Joe Zammit-Lucia, angel investor (someone who makes large investments in unlisted firms) and head of the centrist think tank Radix, thinks that this is a huge blunder. Trying to negotiate a bespoke deal, off the bat, is a bit like “spending a large amount of money on a tailored suit, rather than buying one off-the-rack”, he says.

Zammit-Lucia has recently released a report entitled A Very British Brexit: A Roadmap, with Nigel Gardner and Nick Tyrone. In it, they argue that, at least initially, it would make far more sense for the UK to leave the EU via EEA/EFTA membership, and even consider remaining a member of the customs union (of which Norway is not a member).

Because such as system already exists it would be “easier for the UK to sidestep into such a deal”, especially compared to the “uncertain and theoretical” benefits of a harder Brexit. At the same time, the “Norway option” is also the best way to “maintain the potential for frictionless trade”.

Of course, if things go better than expected, and it looks like we could benefit from a looser arrangement, having something already in place would strengthen our position in any attempt to create a more bespoke deal (similar to Dr Richard North’s “flexit” strategy).

As well as helping maintain access to the single market and giving us flexibility to pursue our own special arrangements further down the line (if we so desire), Zammit-Lucia argues that the EEA model also “takes into account most of Theresa May’s red lines” – for example, replacing the ECJ with the EFTA Court (as was discussed two weeks ago). Indeed, by letting us retain an ability to influence the debate over legislation, it would actually make us less of a rule-taker than the current transitional deal, which gives us next to no power to influence the direction of legislation from Brussels.

Of course, one area in which EEA membership would fall far short of Theresa May’s goals is immigration, as we’d be required to allow EU citizens to come to the UK to take up jobs and search for work. However, Zammit-Lucia thinks that the current problems with the system are as a result of successive governments refusing to take advantage of the space that the current rules give us.

For example, under the Treaty of Rome we’re entitled to send back any European immigrant who has been out of work for more than three months. Indeed, freedom of movement hasn’t stopped Belgium from “returning masses of people”, though such a system might require some form of ID cards.

Sadly, Zammit-Lucia admits that, “it is unlikely that Britain will opt for a solution based around EEA membership”. The refusal to seek a “reasonable balance”, as well as the continued uncertainty surrounding Brexit in general, “has made Britain a much less attractive destination for investment”.

Even the UK’s many benefits, such as a skilled workforce and a flexible labour market, which makes it easier to hire and fire people, pale into insignificance when set against the potential disruption caused by leaving the single market, especially when the EU is tightening its rules on data protection. As he puts it “why take the risk”?

As an angel-investor, Zammit-Lucia has experienced this change in attitude first hand.
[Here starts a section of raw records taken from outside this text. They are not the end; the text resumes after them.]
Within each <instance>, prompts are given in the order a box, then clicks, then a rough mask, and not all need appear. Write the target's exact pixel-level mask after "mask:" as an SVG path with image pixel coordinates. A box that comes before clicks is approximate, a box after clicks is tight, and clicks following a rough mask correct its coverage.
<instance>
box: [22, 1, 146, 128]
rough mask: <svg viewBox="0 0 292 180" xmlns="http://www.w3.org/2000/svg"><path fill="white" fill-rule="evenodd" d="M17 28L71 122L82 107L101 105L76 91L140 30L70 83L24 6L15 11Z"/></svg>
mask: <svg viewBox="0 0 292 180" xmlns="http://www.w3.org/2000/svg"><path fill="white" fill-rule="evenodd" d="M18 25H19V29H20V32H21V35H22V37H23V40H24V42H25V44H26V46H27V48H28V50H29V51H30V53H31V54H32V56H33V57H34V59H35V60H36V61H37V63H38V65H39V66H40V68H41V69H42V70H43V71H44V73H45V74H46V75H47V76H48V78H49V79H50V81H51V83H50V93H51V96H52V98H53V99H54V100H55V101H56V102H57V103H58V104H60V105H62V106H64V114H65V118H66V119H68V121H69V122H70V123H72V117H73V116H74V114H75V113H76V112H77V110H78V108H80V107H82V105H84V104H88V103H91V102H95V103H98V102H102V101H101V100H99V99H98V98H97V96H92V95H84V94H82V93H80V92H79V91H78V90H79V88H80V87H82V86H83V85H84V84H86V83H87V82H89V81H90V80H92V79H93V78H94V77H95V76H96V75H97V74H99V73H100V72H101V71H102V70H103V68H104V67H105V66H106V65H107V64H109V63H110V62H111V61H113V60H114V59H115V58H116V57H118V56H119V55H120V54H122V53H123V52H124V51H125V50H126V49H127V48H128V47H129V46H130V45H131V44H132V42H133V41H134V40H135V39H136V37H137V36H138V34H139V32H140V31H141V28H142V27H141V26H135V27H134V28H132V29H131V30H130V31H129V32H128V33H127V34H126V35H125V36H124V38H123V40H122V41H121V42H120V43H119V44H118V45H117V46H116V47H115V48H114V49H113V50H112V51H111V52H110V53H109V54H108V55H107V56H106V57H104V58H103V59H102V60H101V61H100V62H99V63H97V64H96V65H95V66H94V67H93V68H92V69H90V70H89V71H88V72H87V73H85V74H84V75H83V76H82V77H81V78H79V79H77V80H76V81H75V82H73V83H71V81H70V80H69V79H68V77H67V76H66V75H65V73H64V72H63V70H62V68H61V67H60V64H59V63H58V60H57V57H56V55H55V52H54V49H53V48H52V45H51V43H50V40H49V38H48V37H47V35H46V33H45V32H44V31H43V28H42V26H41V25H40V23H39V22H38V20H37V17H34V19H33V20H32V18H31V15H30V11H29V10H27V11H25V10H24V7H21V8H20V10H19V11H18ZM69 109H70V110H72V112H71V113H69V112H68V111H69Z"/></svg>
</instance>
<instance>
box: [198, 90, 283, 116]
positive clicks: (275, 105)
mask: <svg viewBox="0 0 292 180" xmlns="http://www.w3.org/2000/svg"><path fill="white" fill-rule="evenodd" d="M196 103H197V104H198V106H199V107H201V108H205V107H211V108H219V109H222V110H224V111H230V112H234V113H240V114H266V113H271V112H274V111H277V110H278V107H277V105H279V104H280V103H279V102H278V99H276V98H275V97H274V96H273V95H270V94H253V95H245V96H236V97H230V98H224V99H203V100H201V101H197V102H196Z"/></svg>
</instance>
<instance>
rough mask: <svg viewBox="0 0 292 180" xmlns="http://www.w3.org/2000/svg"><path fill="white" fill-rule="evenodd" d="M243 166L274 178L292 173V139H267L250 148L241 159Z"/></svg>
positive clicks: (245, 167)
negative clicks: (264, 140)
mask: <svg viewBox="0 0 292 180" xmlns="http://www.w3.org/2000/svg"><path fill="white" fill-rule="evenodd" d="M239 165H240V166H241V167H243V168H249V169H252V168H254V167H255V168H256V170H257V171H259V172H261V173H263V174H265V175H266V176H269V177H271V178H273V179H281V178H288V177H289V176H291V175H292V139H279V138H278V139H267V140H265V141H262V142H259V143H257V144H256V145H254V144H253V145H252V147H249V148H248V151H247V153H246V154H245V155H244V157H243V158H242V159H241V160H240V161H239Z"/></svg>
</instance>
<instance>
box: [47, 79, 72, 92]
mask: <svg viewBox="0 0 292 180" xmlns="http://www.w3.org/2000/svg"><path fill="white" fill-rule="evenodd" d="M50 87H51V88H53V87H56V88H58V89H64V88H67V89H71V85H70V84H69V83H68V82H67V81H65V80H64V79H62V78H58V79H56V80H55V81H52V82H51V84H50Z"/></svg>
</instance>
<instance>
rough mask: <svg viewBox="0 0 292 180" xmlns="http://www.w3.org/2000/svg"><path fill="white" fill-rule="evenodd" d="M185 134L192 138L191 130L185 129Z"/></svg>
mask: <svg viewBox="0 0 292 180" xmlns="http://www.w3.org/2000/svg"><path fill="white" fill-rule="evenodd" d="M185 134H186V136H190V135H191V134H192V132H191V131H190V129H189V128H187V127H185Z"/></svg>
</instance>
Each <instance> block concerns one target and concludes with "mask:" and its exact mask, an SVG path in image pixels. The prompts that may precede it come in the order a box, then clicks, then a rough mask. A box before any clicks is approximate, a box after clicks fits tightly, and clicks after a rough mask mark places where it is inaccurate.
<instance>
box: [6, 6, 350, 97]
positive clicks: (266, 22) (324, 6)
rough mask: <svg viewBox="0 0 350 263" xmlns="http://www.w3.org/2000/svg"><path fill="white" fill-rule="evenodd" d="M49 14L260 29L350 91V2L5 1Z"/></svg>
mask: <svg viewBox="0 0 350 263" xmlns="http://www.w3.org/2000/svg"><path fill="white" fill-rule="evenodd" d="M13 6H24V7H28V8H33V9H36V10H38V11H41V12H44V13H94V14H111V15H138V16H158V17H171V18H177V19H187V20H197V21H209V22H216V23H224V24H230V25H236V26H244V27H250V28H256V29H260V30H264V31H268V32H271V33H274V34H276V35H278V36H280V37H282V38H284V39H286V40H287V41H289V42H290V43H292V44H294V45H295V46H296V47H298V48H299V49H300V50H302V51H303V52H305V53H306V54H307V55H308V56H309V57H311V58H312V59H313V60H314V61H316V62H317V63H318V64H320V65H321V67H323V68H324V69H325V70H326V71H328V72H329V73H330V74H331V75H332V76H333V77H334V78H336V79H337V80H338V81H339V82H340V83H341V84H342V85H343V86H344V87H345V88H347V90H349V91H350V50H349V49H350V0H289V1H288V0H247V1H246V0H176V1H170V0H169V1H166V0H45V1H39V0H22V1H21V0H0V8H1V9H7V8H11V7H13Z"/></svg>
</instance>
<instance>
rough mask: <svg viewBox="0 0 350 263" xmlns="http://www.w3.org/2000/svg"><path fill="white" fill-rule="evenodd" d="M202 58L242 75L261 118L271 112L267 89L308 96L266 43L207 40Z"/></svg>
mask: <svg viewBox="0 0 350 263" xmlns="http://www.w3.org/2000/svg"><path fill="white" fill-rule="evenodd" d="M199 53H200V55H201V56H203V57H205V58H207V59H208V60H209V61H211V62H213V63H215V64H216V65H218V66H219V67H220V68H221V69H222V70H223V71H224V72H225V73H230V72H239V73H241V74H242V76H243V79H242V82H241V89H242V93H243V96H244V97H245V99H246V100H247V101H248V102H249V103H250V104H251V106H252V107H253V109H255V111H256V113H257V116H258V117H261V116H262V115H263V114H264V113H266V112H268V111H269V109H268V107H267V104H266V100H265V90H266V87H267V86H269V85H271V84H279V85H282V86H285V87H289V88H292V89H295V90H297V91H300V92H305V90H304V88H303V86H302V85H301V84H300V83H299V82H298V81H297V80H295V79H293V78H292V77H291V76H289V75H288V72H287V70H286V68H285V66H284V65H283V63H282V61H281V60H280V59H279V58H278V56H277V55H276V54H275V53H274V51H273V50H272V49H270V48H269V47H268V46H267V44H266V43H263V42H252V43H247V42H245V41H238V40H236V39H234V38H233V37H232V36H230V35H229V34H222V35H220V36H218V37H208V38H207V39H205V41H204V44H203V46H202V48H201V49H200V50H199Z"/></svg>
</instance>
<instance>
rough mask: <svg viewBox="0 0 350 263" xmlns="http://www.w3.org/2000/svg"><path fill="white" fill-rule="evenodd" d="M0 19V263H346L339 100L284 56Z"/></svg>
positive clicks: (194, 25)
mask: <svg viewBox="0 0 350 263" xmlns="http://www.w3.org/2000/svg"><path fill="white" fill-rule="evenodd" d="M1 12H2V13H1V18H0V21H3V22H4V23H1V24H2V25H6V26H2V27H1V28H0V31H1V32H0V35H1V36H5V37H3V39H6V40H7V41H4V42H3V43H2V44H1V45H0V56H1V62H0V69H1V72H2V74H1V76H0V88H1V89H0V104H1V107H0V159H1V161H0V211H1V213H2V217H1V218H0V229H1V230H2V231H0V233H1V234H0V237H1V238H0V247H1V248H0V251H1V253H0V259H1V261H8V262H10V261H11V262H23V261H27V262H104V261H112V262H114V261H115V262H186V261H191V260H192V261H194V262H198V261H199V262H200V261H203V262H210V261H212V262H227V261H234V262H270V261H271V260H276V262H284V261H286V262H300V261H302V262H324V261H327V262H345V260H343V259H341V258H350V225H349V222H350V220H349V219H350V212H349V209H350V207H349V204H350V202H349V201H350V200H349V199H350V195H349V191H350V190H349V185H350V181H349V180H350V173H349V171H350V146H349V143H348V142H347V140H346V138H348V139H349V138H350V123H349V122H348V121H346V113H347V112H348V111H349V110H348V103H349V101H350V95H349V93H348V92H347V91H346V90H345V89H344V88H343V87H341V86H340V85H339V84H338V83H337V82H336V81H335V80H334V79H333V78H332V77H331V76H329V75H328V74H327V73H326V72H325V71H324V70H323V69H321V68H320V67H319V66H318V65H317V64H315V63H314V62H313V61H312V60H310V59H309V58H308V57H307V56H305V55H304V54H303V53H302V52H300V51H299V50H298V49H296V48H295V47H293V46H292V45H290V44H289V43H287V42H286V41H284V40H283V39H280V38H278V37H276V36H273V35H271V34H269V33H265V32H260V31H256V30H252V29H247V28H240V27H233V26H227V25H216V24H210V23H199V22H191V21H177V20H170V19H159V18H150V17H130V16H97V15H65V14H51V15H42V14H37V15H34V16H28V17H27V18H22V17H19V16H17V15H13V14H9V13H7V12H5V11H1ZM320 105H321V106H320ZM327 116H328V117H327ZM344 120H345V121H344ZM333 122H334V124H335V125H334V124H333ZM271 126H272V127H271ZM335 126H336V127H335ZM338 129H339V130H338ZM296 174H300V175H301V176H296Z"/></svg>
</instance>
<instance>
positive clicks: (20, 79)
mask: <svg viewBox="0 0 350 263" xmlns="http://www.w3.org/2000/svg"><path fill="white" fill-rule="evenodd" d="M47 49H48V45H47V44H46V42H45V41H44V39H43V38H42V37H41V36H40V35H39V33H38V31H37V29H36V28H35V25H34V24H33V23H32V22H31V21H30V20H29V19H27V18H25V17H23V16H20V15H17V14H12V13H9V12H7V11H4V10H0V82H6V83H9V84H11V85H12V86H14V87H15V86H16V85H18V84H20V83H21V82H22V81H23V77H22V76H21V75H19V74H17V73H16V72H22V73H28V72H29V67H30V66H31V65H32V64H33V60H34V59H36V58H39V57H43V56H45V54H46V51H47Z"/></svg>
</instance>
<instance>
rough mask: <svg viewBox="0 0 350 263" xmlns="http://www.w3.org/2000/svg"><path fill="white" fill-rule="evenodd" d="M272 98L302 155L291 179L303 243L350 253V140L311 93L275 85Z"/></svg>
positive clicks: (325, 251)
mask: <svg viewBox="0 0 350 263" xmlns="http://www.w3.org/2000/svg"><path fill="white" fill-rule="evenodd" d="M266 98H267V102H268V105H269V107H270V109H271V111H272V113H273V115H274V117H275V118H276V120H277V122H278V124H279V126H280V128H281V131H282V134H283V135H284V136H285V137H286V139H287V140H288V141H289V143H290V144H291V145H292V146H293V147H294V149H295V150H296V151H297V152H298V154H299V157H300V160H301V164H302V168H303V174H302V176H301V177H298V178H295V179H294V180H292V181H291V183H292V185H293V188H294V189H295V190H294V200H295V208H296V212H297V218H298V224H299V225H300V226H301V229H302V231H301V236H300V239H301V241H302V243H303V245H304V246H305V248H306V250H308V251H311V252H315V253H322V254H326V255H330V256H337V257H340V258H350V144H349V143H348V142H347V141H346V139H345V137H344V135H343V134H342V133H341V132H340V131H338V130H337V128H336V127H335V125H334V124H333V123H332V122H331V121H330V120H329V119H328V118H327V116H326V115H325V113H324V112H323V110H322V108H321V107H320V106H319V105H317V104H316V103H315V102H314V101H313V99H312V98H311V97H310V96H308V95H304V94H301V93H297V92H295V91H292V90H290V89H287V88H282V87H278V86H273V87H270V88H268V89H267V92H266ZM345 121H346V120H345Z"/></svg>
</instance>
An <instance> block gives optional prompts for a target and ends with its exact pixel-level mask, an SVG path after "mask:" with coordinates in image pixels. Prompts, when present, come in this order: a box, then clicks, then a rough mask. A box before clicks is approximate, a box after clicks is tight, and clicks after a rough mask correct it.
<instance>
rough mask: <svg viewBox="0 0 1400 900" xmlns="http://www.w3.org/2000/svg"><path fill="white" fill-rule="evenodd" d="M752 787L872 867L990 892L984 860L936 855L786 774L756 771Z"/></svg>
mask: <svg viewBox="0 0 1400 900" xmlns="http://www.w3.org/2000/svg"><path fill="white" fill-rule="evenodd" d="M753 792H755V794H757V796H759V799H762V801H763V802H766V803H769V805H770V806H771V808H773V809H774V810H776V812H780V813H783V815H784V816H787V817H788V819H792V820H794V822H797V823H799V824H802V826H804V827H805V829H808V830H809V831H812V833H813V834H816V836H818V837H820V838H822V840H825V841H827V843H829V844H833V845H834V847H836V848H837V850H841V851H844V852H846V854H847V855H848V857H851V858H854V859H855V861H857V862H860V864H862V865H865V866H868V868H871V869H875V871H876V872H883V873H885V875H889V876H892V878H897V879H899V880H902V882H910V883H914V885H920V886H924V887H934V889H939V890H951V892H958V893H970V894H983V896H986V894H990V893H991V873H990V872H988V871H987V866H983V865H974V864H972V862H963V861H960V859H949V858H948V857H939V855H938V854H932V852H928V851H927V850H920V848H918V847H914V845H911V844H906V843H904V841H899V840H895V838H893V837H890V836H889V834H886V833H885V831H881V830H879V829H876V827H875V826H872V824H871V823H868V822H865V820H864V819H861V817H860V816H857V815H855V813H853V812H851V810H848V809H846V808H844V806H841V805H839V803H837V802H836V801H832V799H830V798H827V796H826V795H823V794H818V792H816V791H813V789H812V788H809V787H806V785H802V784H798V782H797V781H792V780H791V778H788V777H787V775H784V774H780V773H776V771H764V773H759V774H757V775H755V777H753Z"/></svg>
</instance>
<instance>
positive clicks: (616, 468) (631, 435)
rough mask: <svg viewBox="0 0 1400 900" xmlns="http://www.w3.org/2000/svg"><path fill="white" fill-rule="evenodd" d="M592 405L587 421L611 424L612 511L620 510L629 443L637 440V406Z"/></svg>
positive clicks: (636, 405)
Indeed, his “constant discussions” with the people who run the various companies that he invests in, has revealed that they are much less positive about the UK.

Indeed, in one company located in the UK was recently faced with a choice between expanding its home office or investing in its Italian subsidiaries. It ended up choosing the latter since it felt that this would be best way to preserve its relationships with the continent, especially since the EU is bringing in new rules around data protection, which could lead to the company being cut off from EU markets.